Insider ownership is positive when it signals leadership are thinking like the true owners of the company. However, high insider ownership can also give immense power to a small group within the company. This can be negative in some circumstances.

Our most recent data indicates that insiders own a reasonable proportion of Axos Financial, Inc.. It has a market capitalization of just US$1.7b, and insiders have US$213m worth of shares in their own names. That's quite significant. Most would say this shows a good degree of alignment with shareholders, especially in a company of this size. You can click here to see if those insiders have been buying or selling.

General Public Ownership

The general public, with a 11% stake in the company, will not easily be ignored. This size of ownership, while considerable, may not be enough to change company policy if the decision is not in sync with other large shareholders.

Next Steps:

It's always worth thinking about the different groups who own shares in a company. But to understand Axos Financial better, we need to consider many other factors.

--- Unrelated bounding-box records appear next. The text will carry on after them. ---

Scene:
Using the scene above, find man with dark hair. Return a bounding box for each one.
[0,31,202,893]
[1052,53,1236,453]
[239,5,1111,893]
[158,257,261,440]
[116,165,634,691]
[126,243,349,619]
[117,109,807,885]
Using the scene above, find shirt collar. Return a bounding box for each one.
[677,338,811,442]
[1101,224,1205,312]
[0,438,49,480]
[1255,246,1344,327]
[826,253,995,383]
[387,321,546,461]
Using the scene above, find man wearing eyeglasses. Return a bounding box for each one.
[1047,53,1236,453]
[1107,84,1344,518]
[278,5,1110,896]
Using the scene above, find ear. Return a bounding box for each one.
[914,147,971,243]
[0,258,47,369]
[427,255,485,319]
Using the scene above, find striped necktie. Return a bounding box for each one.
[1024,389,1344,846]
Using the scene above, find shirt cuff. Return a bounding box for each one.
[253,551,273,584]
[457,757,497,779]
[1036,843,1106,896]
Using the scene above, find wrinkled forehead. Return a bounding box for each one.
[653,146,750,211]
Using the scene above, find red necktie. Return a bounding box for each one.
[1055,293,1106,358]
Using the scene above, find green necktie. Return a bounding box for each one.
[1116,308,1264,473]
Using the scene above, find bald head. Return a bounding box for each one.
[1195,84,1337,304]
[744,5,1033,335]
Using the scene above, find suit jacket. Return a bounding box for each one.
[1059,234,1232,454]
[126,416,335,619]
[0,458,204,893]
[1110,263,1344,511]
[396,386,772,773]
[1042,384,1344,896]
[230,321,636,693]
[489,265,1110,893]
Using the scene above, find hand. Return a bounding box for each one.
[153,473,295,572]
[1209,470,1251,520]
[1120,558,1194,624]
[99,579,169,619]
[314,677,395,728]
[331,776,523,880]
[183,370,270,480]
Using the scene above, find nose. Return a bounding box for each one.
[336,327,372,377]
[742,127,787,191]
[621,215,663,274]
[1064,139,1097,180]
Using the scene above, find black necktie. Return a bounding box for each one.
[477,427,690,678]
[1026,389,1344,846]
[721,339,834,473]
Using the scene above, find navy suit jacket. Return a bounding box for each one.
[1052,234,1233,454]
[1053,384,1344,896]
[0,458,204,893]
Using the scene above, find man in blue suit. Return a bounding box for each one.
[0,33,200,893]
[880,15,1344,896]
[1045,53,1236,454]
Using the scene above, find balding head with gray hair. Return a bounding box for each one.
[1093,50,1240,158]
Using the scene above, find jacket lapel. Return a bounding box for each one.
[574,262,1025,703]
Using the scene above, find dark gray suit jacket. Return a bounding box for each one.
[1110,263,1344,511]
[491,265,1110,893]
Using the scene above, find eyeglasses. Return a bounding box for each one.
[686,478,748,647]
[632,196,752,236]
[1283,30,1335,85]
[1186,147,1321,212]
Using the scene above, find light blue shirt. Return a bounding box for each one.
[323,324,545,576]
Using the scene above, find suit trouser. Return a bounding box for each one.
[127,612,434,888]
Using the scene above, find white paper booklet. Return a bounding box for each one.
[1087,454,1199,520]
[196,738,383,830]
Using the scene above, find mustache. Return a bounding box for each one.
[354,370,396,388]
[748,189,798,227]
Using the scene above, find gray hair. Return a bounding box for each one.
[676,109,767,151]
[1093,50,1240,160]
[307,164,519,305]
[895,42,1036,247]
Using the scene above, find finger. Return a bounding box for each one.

I always like to check for a history of revenue growth. You can too, by accessing this free chart of historic revenue and earnings in this detailed graph.

If you are like me, you may want to think about whether this company will grow or shrink. Luckily, you can check this free report showing analyst forecasts for its future.

NB: Figures in this article are calculated using data from the last twelve months, which refer to the 12-month period ending on the last date of the month the financial statement is dated. This may not be consistent with full year annual report figures.

We aim to bring you long-term focused research analysis driven by fundamental data. Note that our analysis may not factor in the latest price-sensitive company announcements or qualitative material.

If you spot an error that warrants correction, please contact the editor at editorial-team@simplywallst.com. This article by Simply Wall St is general in nature. It does not constitute a recommendation to buy or sell any stock, and does not take account of your objectives, or your financial situation. Simply Wall St has no position in the stocks mentioned. Thank you for reading.